Daylight saving time comes to an end for most of us this weekend, bringing that twice-yearly ritual of feeling completely out of sorts the next Monday as we adjust our sleeping schedules.
The importance of good sleep hygiene truly can’t be overstated, so this is as good a time as any to re-evaluate how we sleep. To wit, here are a few things that can result from bad sleeping habits:
• Weight gain
• Increased rates of workplace accidents
• Driving abilities on par with those of drunken drivers
• Problems staying focused
• Higher likelihoods of catching a cold
So before you doze off for another 10 minutes before getting ready for work — I assume you’re reading this in bed as you put off jumping in the shower — here are few things that can help you wake up more refreshed and better prepared to tackle your day. (For a deeper dive, read the NYT guide to getting a better night’s sleep.)
Listen to Your Body
This is the simplest, but most important, question to ask yourself: Are you tired?
Generally, most adults need seven to nine hours of sleep per night. Yes, life often makes that impossible, but it’s a target we all should shoot for, so go to bed when you’re sleepy (and, if you can, wake up at the same time every morning).
But if you’re getting enough hours in and you’re still sleepy throughout the day, it’s possible the sleep you’re getting isn’t as restful as it could be.
Track Your Sleep
The second most useful app I have on my phone (after my food tracker) is Sleep Cycle. I turn it on when I’m about to fall asleep, and it tracks the duration and quality of my rest. Modern technology — what a world!
Of all the aspects of the quantified self I engage in, analyzing my sleep patterns is by far my favorite. In the same way a food tracker forces you to look at what you put into your body, tracking your sleep makes you realize you’re probably not getting nearly as much sleep as you should.
Of course, you can always go low-tech and keep a sleep diary — and to help you out, here is the handy NYT sleep diary you can print for all your tracking needs.
Figure Out if You’re a Morning Person
While we’re listening to our bodies, let’s be honest: Do mornings just not work for you? It’s fine if they don’t! But knowing is half the battle, and by not listening to your natural rhythms you might be trying to create certain sleep habits that simply aren’t a fit for your life.

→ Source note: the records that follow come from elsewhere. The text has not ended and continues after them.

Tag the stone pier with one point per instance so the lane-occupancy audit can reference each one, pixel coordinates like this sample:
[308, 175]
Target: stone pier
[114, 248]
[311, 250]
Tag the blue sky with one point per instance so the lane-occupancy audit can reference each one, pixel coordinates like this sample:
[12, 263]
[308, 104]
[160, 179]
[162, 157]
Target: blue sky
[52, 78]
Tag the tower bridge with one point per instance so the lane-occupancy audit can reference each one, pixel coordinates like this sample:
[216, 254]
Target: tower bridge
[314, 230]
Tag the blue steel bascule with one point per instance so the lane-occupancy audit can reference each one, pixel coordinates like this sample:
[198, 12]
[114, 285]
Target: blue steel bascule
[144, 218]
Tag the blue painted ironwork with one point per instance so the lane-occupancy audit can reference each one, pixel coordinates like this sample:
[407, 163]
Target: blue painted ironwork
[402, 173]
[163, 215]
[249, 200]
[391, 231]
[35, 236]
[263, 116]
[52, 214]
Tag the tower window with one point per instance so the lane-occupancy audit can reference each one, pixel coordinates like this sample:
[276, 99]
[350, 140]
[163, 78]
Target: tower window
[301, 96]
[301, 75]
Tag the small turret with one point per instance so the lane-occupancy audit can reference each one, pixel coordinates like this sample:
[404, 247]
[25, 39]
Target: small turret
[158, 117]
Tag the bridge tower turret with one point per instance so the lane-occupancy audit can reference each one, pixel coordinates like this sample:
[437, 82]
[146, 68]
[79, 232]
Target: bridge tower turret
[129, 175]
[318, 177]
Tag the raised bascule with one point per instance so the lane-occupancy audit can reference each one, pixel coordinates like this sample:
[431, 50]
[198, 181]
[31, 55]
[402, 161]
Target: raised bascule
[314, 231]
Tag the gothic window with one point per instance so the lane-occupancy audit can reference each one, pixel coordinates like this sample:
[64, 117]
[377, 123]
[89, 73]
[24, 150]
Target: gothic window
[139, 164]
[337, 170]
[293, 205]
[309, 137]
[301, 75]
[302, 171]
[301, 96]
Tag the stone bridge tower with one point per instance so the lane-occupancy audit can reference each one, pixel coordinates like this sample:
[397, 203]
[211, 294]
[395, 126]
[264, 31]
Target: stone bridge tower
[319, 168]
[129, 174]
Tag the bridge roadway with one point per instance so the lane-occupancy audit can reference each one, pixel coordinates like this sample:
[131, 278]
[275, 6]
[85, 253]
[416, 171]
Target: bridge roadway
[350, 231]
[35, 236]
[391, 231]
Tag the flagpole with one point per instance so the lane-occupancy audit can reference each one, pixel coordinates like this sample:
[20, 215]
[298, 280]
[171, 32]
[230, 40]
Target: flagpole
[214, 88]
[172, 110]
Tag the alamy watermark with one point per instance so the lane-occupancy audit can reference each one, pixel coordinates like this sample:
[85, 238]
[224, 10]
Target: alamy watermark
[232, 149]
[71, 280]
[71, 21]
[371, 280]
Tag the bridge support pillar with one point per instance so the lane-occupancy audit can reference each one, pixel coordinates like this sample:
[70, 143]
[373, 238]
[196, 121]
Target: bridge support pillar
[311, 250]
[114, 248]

Here’s the NYT quiz to find out whether you’re a morning person or a creature of the night.
If You’re Tired During the Day, Take a Nap
My personal favorite bit of sleep advice: If you’re tired, take a nap. Research has shown that midday naps can help improve your productivity at work and, assuming you don’t take them too late in the afternoon, they generally don’t negatively affect your sleep schedule. (And perhaps you’ve picked up on our theme here: Listen to your body!)